The defect(s) in vif deletion HIV-1 virions from nonpermissive cells has been difficult to identify and may be pleiotropic. For example, it has been reported that these noninfectious particles have aberrantly shaped nucleocapsid cores (4, 6), reduced levels of Env glycoproteins, and abnormalities in processing of Gag polyproteins (29, 31).
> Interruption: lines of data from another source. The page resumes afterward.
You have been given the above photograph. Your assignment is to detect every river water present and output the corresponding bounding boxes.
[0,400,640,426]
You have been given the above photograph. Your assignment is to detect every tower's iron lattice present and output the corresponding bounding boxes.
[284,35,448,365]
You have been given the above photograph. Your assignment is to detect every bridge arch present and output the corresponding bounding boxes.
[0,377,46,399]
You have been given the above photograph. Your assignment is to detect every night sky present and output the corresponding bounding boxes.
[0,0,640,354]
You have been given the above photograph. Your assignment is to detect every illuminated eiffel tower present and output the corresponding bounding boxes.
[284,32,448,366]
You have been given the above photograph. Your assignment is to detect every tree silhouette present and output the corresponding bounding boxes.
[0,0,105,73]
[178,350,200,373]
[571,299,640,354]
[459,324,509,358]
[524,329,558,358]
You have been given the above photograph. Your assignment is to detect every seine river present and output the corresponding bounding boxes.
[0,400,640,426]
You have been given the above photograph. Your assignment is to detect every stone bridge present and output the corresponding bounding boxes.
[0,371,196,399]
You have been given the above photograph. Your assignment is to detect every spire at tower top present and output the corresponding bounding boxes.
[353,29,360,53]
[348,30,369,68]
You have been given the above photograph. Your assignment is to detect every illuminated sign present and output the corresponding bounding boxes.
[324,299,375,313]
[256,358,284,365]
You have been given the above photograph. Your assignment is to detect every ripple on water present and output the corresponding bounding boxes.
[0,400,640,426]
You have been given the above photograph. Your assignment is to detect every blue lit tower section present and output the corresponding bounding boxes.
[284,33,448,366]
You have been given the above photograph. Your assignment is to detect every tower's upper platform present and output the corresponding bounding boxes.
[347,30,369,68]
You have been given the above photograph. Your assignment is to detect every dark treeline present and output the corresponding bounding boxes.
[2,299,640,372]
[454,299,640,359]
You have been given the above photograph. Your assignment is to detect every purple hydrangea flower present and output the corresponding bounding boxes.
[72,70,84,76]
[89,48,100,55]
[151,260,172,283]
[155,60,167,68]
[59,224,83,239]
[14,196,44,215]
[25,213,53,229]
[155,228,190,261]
However, recent studies have not detected any abnormalities in the properties or quantities of virus-encoded proteins, including reverse transcriptase, or of viral RNA in these defective virions (6, 25). In addition, the block to the infectivity of these virions may occur during uncoating or reverse transcription in some target cells (4, 39), whereas in other cells proviral DNA is fully synthesized but then degraded (34).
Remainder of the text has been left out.